A predominant number of color picture tubes in use today have line screens and shadow masks that include slit-shaped apertures. The apertures are aligned in columns, and the adjacent apertures in each column are separated from each other by webs or tie bars in the mask. Such tie bars, which define the vertical pitch (a.sub.v) of the mask, are essential in the mask to maintain its integrity when it is formed into a dome-shaped contour which somewhat parallels the contour of the interior of a viewing faceplate of the tube. In earlier tubes of this type, the separations between adjacent aperture column centerlines along the major axis, or horizontal pitch (a.sub.H), was held constant from center-to-edge of the mask. However, some later tubes of this type included a shadow mask with increased curvature and incorporated a shadow mask with an aperture column pitch variation as taught in U.S. Pat. No. 4,136,300, issued to A. M. Morrell on Jan. 23, 1979. In such later tubes, the pitch between centerlines of adjacent aperture columns increased from center-to-edge of the mask. This increase varied along the major axis generally as the square of the distance from the minor axis. In yet later tubes, a shadow mask aperture column-to-column pitch that varied along the major axis as the fourth power of the distance from the minor axis, such as taught in U.S. Pat. No. 4,583,022, issued to W. D. Masterton on Apr. 15, 1986, was used.
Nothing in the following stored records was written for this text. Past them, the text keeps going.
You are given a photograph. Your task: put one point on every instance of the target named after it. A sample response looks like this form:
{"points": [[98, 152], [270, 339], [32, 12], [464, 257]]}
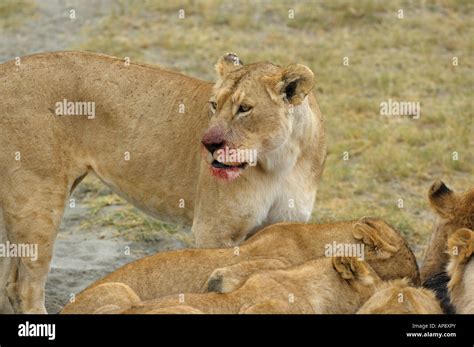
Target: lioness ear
{"points": [[442, 199], [297, 82], [227, 63]]}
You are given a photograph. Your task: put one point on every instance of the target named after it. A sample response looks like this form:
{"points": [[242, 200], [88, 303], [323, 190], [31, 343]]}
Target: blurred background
{"points": [[386, 57]]}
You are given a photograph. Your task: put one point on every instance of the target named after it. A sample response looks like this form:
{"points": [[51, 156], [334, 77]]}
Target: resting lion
{"points": [[277, 246], [398, 297], [324, 285], [228, 158]]}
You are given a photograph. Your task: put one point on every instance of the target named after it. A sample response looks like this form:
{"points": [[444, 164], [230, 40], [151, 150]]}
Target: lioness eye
{"points": [[244, 108]]}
A problem that may occur during operation of color picture tubes is video aliasing. Video aliasing is an artifact, defect or distortion in a video picture usually occurring when video signals contain high frequencies. Aliasing can occur with both analog and digital video signals. With analog video, aliasing is usually caused by interference between two frequencies, such as might occur between high luminance frequencies and the horizontal spatial frequency due to the horizontal periodicity of the shadow mask of the tube. This aliasing appears as moire or herringbone patterns. With digital video, aliasing is caused by insufficient sampling or poor filtering of the digital signal, and shows up as jagged edges on diagonal lines and fluctuations in picture detail.
In video systems, aliasing will result when an image is sampled that contains frequency components above the Nyquist limit for the sampling rate. The Nyquist frequency (f.sub.N) is the maximum frequency that a shadow mask can theoretically represent. The easiest solution to this aliasing problem is to increase the Nyquist frequency of the tube by decreasing the horizontal screen pitch. However, this solution has both cost and production limits. Another solution is to design an electron gun which has a larger beam spot at low current. However, a larger beam spot may degrade tube resolution to an unacceptable extent. Therefore, there is a need for solutions to the video aliasing problem which do not have these limitations.